PID: 13181; Command: fastp; Return code: 0; Memory used: 0.019GB
PID: 13190; Command: seqtk; Return code: 0; Memory used: 0.019GB
PID: 13183; Command: seqtk; Return code: 0; Memory used: 0.019GB
appears to be creating an empty file in GSM3618128_R1_processed.fastq
This large fastp command is direction stdout into the GSM3618128_R1_processed.fastq
file, but I can confirm that the command does not actually have any stdout...
It appears instead to be using the -o
flag to direct the "read1 ougtput file" into the R1_noadap.fastq file:
(fastp --overrepresentation_analysis --thread 8 --in1 /ext/yeti/processed/ppqc_test/results_pipeline/GSM3618128/fastq/GSM3618128_R1.fastq --adapter_sequence TGGAATTCTCGGGTGCCAAGG --length_required 18 --html /ext/yeti/processed/ppqc_test/results_pipeline/GSM3618128/fastqc/GSM3618128_R1_rmAdapter.html --json /ext/yeti/processed/ppqc_test/results_pipeline/GSM3618128/fastqc/GSM3618128_R1_rmAdapter.json --report_title 'GSM3618128' -o /ext/yeti/processed/ppqc_test/results_pipeline/GSM3618128/fastq/GSM3618128_R1_noadap.fastq )
Read1 before filtering: total reads: 47446064 total bases: 2080338564 Q20 bases: 2025600908(97.3688%) Q30 bases: 2008391701(96.5416%)
Read1 after filtering: total reads: 21982678 total bases: 930521629 Q20 bases: 907046935(97.4773%) Q30 bases: 898275329(96.5346%)
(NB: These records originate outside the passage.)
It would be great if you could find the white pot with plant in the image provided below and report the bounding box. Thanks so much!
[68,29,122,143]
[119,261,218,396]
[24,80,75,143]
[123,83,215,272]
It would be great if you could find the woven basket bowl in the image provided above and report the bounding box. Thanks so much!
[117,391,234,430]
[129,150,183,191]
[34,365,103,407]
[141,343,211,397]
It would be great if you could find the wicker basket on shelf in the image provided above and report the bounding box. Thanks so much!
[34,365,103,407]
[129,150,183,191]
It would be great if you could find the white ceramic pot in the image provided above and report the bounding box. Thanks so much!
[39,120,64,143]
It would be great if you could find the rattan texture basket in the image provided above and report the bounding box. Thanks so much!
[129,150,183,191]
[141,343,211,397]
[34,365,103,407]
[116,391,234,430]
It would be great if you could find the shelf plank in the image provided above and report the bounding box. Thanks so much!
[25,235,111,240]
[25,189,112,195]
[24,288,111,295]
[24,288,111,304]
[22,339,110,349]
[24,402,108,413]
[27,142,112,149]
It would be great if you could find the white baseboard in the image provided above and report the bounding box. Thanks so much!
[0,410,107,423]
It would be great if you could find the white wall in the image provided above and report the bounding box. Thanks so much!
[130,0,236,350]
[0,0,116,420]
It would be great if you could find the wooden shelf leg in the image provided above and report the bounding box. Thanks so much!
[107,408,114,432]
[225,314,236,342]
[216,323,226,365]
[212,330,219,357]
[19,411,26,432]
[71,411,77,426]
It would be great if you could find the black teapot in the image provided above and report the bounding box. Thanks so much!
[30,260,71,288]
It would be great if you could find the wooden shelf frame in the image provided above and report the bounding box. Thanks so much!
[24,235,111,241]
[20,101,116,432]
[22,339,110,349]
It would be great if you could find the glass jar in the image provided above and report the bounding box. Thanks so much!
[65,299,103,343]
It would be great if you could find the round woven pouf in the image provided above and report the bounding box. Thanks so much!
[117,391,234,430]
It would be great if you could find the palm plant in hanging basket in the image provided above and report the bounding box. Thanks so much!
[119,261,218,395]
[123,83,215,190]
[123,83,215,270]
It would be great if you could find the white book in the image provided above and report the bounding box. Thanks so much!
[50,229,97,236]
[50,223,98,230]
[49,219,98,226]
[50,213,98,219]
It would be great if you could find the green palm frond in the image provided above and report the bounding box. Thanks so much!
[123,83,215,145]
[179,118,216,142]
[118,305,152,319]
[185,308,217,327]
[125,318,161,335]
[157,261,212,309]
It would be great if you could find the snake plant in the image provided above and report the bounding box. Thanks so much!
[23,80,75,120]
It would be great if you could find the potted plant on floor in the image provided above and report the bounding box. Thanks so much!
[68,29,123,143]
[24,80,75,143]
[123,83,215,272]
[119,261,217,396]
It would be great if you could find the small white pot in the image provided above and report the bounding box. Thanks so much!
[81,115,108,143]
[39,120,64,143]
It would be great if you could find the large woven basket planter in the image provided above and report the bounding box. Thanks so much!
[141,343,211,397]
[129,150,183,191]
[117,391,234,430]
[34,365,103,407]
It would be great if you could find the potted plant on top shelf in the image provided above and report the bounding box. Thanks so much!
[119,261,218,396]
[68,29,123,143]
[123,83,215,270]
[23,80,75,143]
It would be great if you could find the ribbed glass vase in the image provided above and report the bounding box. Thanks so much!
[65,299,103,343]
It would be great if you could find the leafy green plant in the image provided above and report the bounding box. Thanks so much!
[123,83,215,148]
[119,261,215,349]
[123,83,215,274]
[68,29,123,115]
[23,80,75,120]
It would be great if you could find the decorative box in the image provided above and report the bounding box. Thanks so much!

Filtering result: reads passed filter: 21982678 reads failed due to low quality: 243070 reads failed due to too many N: 178 reads failed due to too short: 25220138 reads with adapter trimmed: 29836086 bases trimmed due to adapters: 945959657
Duplication rate (may be overestimated since this is SE data): 11.8692%
JSON report: /ext/yeti/processed/ppqc_test/results_pipeline/GSM3618128/fastqc/GSM3618128_R1_rmAdapter.json HTML report: /ext/yeti/processed/ppqc_test/results_pipeline/GSM3618128/fastqc/GSM3618128_R1_rmAdapter.html
fastp --overrepresentation_analysis --thread 8 --in1 /ext/yeti/processed/ppqc_test/results_pipeline/GSM3618128/fastq/GSM3618128_R1.fastq --adapter_sequence TGGAATTCTCGGGTGCCAAGG --length_required 18 --html /ext/yeti/processed/ppqc_test/results_pipeline/GSM3618128/fastqc/GSM3618128_R1_rmAdapter.html --json /ext/yeti/processed/ppqc_test/results_pipeline/GSM3618128/fastqc/GSM3618128_R1_rmAdapter.json --report_title GSM3618128 -o /ext/yeti/processed/ppqc_test/results_pipeline/GSM3618128/fastq/GSM3618128_R1_noadap.fastq fastp v0.20.0, time used: 95 seconds
I notice that on some lines, processed_fastq is the target of a redirect:
other times it's a target of -o
:
also it only shows up as a variable on single-end; https://github.com/databio/peppro/blob/644ca073809813e1474793601a9b2df3acd4f74c/pipelines/peppro.py#L167-L194
could the error be that it's supposed to be a target of -o
, which is actually writing output in these commands?